The momentum completely swung and Phoenix was up just two going into the fourth quarter.
“We came out of halftime poor,” Booker said. “I think we were too complacent, got comfortable.”
To open the fourth, Phoenix adjusted and found more room for Booker to score. He got two buckets in the first 90 seconds, and that plus a Cam Payne 3 was a 7-0 run that inspired an angry Nuggets timeout with them suddenly down 11.
At 8:01 left and Phoenix up nine, Booker picked up his fifth foul and had to sit. It seemed impossible for the Suns to function at all without his latest monstrous two-way effort but they managed over three minutes to go just minus two.
In that stretch, Ayton missed a layup and turned over the ball after grabbing a defensive rebound. Landale was coming off another great shift and it was obvious he needed to end the game over Ayton. Williams, however, has shown endless faith in Ayton and refused to sit him in just about every game where a similar situation has popped up.
Shockingly, Landale arose from the bench. He had a quick talk with the assistant coaches, making sure he was going in. He double-checked with Williams at the scorer’s table. He did not get bad information. His number had been called.
After a timeout was taken, Ayton went from the huddle toward the coaches to double-check for himself. He received the bad news and Paul gave him a tap to encourage Ayton after he was informed his night was over. Paul extended his hand for a dap as Ayton was walking away and Ayton did not reciprocate. He stewed on the end of the bench the rest of the huddle, with Damion Lee and Payne both trying to calm him down. A few minutes later, Ayton was much more like himself, encouraging Landale and getting back involved in the game from the bench.
Meanwhile, a game reached its conclusion. After a Jokic and-one with three minutes to go put Denver within five, Warren missed a corner 3. Jamal Murray got a great look on his own 3 on the other end that did not go down. The next time down for Phoenix, Warren was open in the same exact spot.
And Booker, just like the last time, fed him the ball again. Warren drilled it.
“We have a long-standing relationship. I believe in Tony to the fullest. That’s actually what I was yelling at him after he made the second shot,” Booker said of his teammate from 2015-19.
Warren answered a ridiculous Michael Porter Jr. poster and-one dunk for Denver with a midrange bucket (off a pump fake from the same spot set up by Booker for the third time in a row) and Murray missed another open 3 to wrap the proceedings.
Murray was outstanding for three quarters but didn’t have enough in the fourth and ended up 13-of-29 for 32 points. Jokic was the catalyst for that third quarter explosion and produced 30 points, 17 rebounds and 17 assists to become the first player in NBA history to have 25-15-15 in a playoff game. On many nights, they would have been far and away the best star duo. It was not one of those nights.

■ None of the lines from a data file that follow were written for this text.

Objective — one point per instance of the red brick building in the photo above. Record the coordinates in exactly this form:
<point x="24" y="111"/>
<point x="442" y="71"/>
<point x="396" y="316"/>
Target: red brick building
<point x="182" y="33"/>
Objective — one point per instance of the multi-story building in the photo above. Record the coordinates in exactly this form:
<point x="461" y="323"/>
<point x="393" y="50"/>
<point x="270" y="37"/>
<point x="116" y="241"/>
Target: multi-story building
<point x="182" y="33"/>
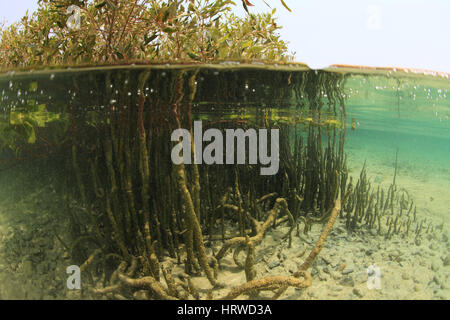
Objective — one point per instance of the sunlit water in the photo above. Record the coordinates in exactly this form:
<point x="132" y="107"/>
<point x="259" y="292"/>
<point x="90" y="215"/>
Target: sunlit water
<point x="386" y="116"/>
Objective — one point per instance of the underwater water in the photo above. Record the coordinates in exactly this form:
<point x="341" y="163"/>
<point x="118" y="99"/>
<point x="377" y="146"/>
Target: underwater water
<point x="93" y="199"/>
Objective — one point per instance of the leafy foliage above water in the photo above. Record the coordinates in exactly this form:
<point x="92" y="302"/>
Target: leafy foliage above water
<point x="116" y="31"/>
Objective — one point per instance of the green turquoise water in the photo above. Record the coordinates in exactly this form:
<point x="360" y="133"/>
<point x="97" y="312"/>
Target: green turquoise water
<point x="73" y="163"/>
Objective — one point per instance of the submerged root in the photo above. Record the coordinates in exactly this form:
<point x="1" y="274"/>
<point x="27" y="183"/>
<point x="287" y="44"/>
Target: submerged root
<point x="270" y="282"/>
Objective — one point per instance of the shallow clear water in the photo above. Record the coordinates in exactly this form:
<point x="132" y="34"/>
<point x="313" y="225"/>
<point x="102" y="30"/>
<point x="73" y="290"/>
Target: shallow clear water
<point x="87" y="180"/>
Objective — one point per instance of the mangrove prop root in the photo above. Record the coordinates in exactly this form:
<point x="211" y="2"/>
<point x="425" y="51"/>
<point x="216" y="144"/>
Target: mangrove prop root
<point x="255" y="239"/>
<point x="193" y="222"/>
<point x="250" y="272"/>
<point x="270" y="282"/>
<point x="147" y="283"/>
<point x="317" y="248"/>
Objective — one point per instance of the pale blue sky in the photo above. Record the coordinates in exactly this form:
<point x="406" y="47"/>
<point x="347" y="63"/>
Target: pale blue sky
<point x="402" y="33"/>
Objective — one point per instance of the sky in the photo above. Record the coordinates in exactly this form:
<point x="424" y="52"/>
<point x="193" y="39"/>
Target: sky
<point x="388" y="33"/>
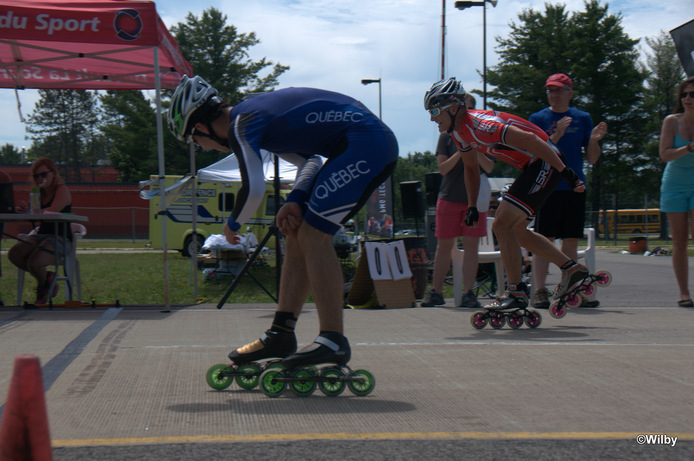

The minutes for Okogie (10) and Torrey Craig (3) dipped drastically as the likes of Ross and Warren did enough defensively to hang on the floor. Even though it was a well-discussed tweak to make, it was still a gamble, and Williams deserves credit for it. He does as well for closing with Landale and going back to Shamet, who was working so hard defensively. And he wasn’t the hardest-working Sun somehow because of what Landale did flying up and down the floor while crashing the glass maniacally.
“He just scrapped,” Williams said of Landale. “You couldn’t point out anything that he did from a high-level skill perspective. But he just scrapped.”
Payne got the nod in place of Paul, a reasonable decision. He was a huge plus in the game just for pushing the pace alone, something the Suns sorely need. He combined with Booker and Durant for 23 assists and four turnovers. That was huge.